Ma peau est si offerte à l’air, si sensible, que je sens le vent qui vient de la fenêtre. Je visualise ce souffle et c’est lui, mon amour, mon Aurélien, qui me caresse dans le cou. En temps normal, je me serais dit que c’était mal, cette image, que c’était malsain et masochiste. Pourquoi au juste. Je me suis même autorisée à bouger les lèvres pour sourire. J’accueille. Je sais qu’il est 8h39.


Ma montre ne devrait pas tarder à sonner pour me tirer de ma stase. C’est ainsi, les meilleures choses doivent prendre fin pour que l’on ait conscience de leur réalité. J’ai déjà hâte d’écrire à ce sujet. Je ne me suis pas autorisée à compter mais à partir du moment où j’ai su que c’était l’heure, il a dû s’écouler au maximum trois ou quatre secondes.
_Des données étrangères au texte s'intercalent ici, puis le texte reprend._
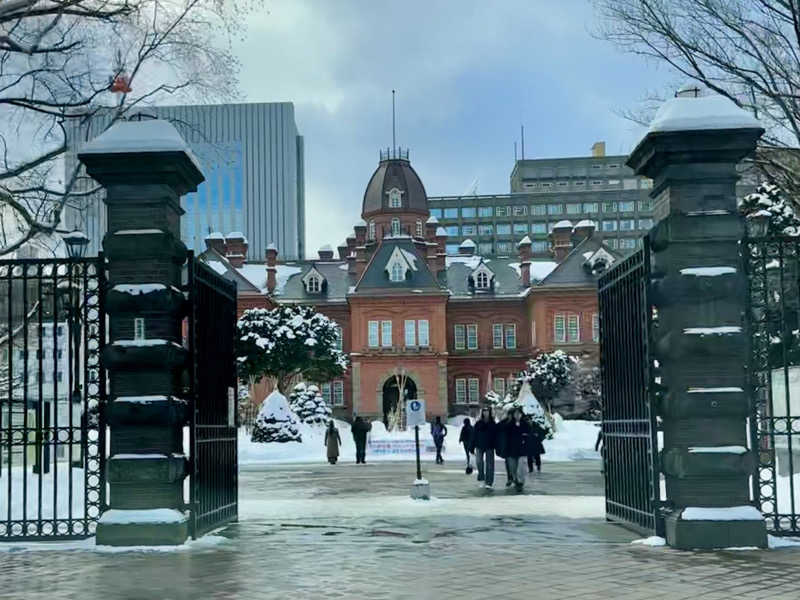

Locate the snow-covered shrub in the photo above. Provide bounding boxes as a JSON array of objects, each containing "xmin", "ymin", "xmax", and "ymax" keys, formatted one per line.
[
  {"xmin": 289, "ymin": 383, "xmax": 331, "ymax": 425},
  {"xmin": 251, "ymin": 390, "xmax": 303, "ymax": 443}
]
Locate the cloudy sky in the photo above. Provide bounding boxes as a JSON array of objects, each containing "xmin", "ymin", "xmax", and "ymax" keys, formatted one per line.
[{"xmin": 237, "ymin": 0, "xmax": 671, "ymax": 254}]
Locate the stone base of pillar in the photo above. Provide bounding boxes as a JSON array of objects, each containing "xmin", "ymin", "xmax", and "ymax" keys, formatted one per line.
[
  {"xmin": 665, "ymin": 510, "xmax": 767, "ymax": 550},
  {"xmin": 96, "ymin": 508, "xmax": 189, "ymax": 546}
]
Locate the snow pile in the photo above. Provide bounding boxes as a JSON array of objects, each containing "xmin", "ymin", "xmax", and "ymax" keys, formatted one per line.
[
  {"xmin": 252, "ymin": 390, "xmax": 303, "ymax": 443},
  {"xmin": 289, "ymin": 383, "xmax": 331, "ymax": 426}
]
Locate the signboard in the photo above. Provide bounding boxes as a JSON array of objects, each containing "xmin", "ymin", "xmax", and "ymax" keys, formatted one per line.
[
  {"xmin": 406, "ymin": 400, "xmax": 425, "ymax": 427},
  {"xmin": 228, "ymin": 387, "xmax": 236, "ymax": 427}
]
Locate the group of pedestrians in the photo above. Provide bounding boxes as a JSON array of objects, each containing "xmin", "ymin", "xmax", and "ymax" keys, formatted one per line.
[{"xmin": 459, "ymin": 406, "xmax": 547, "ymax": 492}]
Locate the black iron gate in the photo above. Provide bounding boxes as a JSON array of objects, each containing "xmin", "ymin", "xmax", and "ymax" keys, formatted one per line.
[
  {"xmin": 742, "ymin": 237, "xmax": 800, "ymax": 535},
  {"xmin": 598, "ymin": 237, "xmax": 663, "ymax": 535},
  {"xmin": 0, "ymin": 257, "xmax": 106, "ymax": 541},
  {"xmin": 188, "ymin": 253, "xmax": 238, "ymax": 537}
]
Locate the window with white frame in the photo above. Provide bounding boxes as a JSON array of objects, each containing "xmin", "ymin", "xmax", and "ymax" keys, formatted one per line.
[
  {"xmin": 467, "ymin": 377, "xmax": 480, "ymax": 404},
  {"xmin": 492, "ymin": 323, "xmax": 503, "ymax": 349},
  {"xmin": 467, "ymin": 323, "xmax": 478, "ymax": 350},
  {"xmin": 367, "ymin": 321, "xmax": 380, "ymax": 348},
  {"xmin": 417, "ymin": 319, "xmax": 430, "ymax": 348},
  {"xmin": 333, "ymin": 379, "xmax": 344, "ymax": 406},
  {"xmin": 567, "ymin": 315, "xmax": 581, "ymax": 344},
  {"xmin": 506, "ymin": 323, "xmax": 517, "ymax": 350},
  {"xmin": 405, "ymin": 320, "xmax": 417, "ymax": 348},
  {"xmin": 381, "ymin": 321, "xmax": 392, "ymax": 348},
  {"xmin": 553, "ymin": 314, "xmax": 567, "ymax": 344},
  {"xmin": 456, "ymin": 377, "xmax": 467, "ymax": 404}
]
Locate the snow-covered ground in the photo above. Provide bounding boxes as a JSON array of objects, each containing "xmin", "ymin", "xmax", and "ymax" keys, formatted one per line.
[{"xmin": 239, "ymin": 416, "xmax": 600, "ymax": 465}]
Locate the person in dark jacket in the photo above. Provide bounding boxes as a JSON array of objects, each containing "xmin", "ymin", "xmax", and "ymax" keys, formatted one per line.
[
  {"xmin": 528, "ymin": 419, "xmax": 547, "ymax": 473},
  {"xmin": 506, "ymin": 408, "xmax": 531, "ymax": 492},
  {"xmin": 494, "ymin": 411, "xmax": 514, "ymax": 487},
  {"xmin": 350, "ymin": 417, "xmax": 372, "ymax": 464},
  {"xmin": 431, "ymin": 417, "xmax": 447, "ymax": 465},
  {"xmin": 472, "ymin": 406, "xmax": 497, "ymax": 490},
  {"xmin": 458, "ymin": 419, "xmax": 473, "ymax": 475}
]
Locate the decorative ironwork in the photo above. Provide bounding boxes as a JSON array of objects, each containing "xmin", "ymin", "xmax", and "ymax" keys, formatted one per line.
[
  {"xmin": 188, "ymin": 253, "xmax": 238, "ymax": 538},
  {"xmin": 0, "ymin": 256, "xmax": 106, "ymax": 541},
  {"xmin": 598, "ymin": 237, "xmax": 663, "ymax": 535},
  {"xmin": 742, "ymin": 237, "xmax": 800, "ymax": 536}
]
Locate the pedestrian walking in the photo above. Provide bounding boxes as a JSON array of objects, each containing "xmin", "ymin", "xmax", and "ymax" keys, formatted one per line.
[
  {"xmin": 350, "ymin": 417, "xmax": 372, "ymax": 464},
  {"xmin": 325, "ymin": 419, "xmax": 342, "ymax": 465},
  {"xmin": 458, "ymin": 419, "xmax": 473, "ymax": 475},
  {"xmin": 506, "ymin": 408, "xmax": 531, "ymax": 492},
  {"xmin": 494, "ymin": 411, "xmax": 514, "ymax": 487},
  {"xmin": 472, "ymin": 406, "xmax": 497, "ymax": 490},
  {"xmin": 528, "ymin": 419, "xmax": 547, "ymax": 473},
  {"xmin": 431, "ymin": 417, "xmax": 447, "ymax": 465}
]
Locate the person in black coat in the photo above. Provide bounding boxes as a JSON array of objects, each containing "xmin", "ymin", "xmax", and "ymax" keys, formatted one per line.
[
  {"xmin": 528, "ymin": 419, "xmax": 547, "ymax": 473},
  {"xmin": 458, "ymin": 419, "xmax": 473, "ymax": 475},
  {"xmin": 506, "ymin": 408, "xmax": 531, "ymax": 492},
  {"xmin": 472, "ymin": 406, "xmax": 497, "ymax": 490},
  {"xmin": 350, "ymin": 417, "xmax": 372, "ymax": 464}
]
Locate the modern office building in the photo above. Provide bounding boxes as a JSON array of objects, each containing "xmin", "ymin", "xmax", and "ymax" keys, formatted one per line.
[
  {"xmin": 428, "ymin": 142, "xmax": 755, "ymax": 258},
  {"xmin": 65, "ymin": 102, "xmax": 305, "ymax": 260}
]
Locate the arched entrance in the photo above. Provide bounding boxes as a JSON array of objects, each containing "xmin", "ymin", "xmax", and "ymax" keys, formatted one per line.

Bip, bip, bip. La matière, mon corps engourdi. Aïe ! Je déplie les jambes devant moi et là, eh bien, je n’arrive plus à bouger la droite. Du tout. Je la pose à terre, elle me soutient mais elle m’est aussi étrangère que si c’était une prothèse en bois. Je la masse pendant dix, quinze, vingt secondes. J’ai même eu le temps de penser « et si je ne la récupérais jamais ? ». Mais si, clairement, je vais la récupérer, j’arrive à bouger un peu les orteils de nouveau. Uma Thurman dans Kill Bill, en lutte avec la matière. Le sang qui circule de nouveau dans ma cuisse, ma jambe, mon pied, je ressens tout. Ça fait un mal de chien ! Note pour plus tard : choisir une position plus adaptée, surtout si je compte tenir plus longtemps. Mais bon sang, que je me sens vivante !

L’après-midi, je me balade avec Angelo sur le bord de mer. Un peu comme avec Soddy, j’ai tout de suite accroché avec ce petit bout d’homme. Nous sommes devenus très complices.

Ce voyage est en train de profondément me changer.